Los otros esperaron pacientemente. Julián a duras penas podía contenerse, en su deseo de apartar a Dick y tomar él la iniciativa. Dick metió el brazo en toda su longitud y luego dobló la mano para meterla en el hueco que la piedra había dejado al descubierto. Rebuscó con los dedos y al final topó con algo que, al tacto, parecía un libro. Con gran cautela y cuidado sacó el objeto de su escondrijo.
—¡Un libro antiguo! —exclamó.
—¿De qué trata? —dijo Ana.
Empezaron a pasar las hojas con gran cuidado. Estaban tan resecas y quebradizas que poco faltaba a algunas de ellas para convertirse en polvo.
—Creo que es un libro de recetas —dijo Ana, con sus perspicaces ojos fijos en la vieja y complicada escritura de mano—. Vamos a llevárselo a la señora Sanders.
Los chicos llevaron el libro a la anciana señora. Esta se echó a reír al ver sus maravillados y excitados rostros. Cogió el libro y le echó una ojeada, sin dar muestra alguna de excitación.

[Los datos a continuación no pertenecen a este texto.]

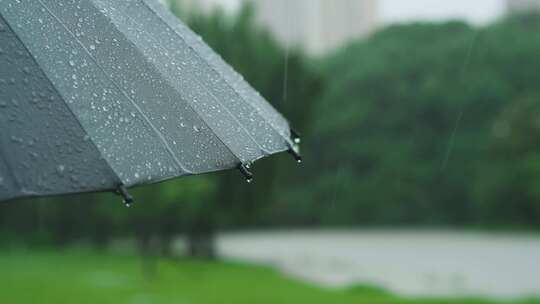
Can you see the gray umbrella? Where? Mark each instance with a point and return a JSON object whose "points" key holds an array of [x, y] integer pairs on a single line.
{"points": [[100, 95]]}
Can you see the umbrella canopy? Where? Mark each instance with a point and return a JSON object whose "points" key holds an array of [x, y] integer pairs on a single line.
{"points": [[99, 95]]}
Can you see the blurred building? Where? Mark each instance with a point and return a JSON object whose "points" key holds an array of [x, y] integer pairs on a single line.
{"points": [[318, 25], [522, 5]]}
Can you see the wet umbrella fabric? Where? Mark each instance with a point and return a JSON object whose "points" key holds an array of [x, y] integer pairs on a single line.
{"points": [[96, 95]]}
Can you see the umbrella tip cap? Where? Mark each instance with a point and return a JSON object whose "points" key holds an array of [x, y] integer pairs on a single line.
{"points": [[244, 169], [127, 198]]}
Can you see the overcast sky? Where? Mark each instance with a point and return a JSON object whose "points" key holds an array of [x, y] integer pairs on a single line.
{"points": [[474, 11]]}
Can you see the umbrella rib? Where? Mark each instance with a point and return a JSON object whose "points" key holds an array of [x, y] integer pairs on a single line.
{"points": [[18, 182], [10, 168], [265, 151], [159, 134], [217, 72]]}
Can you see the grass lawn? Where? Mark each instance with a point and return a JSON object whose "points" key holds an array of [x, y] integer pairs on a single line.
{"points": [[83, 277]]}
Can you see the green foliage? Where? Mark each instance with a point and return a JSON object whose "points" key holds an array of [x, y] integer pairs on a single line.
{"points": [[405, 129], [90, 278]]}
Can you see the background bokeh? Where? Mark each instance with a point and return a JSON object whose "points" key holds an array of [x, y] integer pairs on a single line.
{"points": [[424, 125]]}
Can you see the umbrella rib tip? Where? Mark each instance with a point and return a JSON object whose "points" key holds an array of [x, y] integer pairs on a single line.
{"points": [[127, 198], [244, 169]]}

—Sí —dijo—. Se trata de un libro de recetas, eso es todo. Fijaos en el nombre que hay en la portada: Alicia María Sanders. Debió de haber pertenecido a mi tatarabuela. Era muy famosa como curandera, lo sé. Tenía fama de curar toda clase de enfermedades a personas y animales.
—Qué lástima que apenas se entienda la escritura —dijo Julián, defraudado—. Además, el libro parece que va a pulverizarse de un momento a otro, de viejo que está. Debe de ser muy antiguo.
—A lo mejor hay aún más cosas en aquel agujero —dijo Ana—. Julián: deberías probar a meter tú el brazo, que lo tienes más largo que Dick.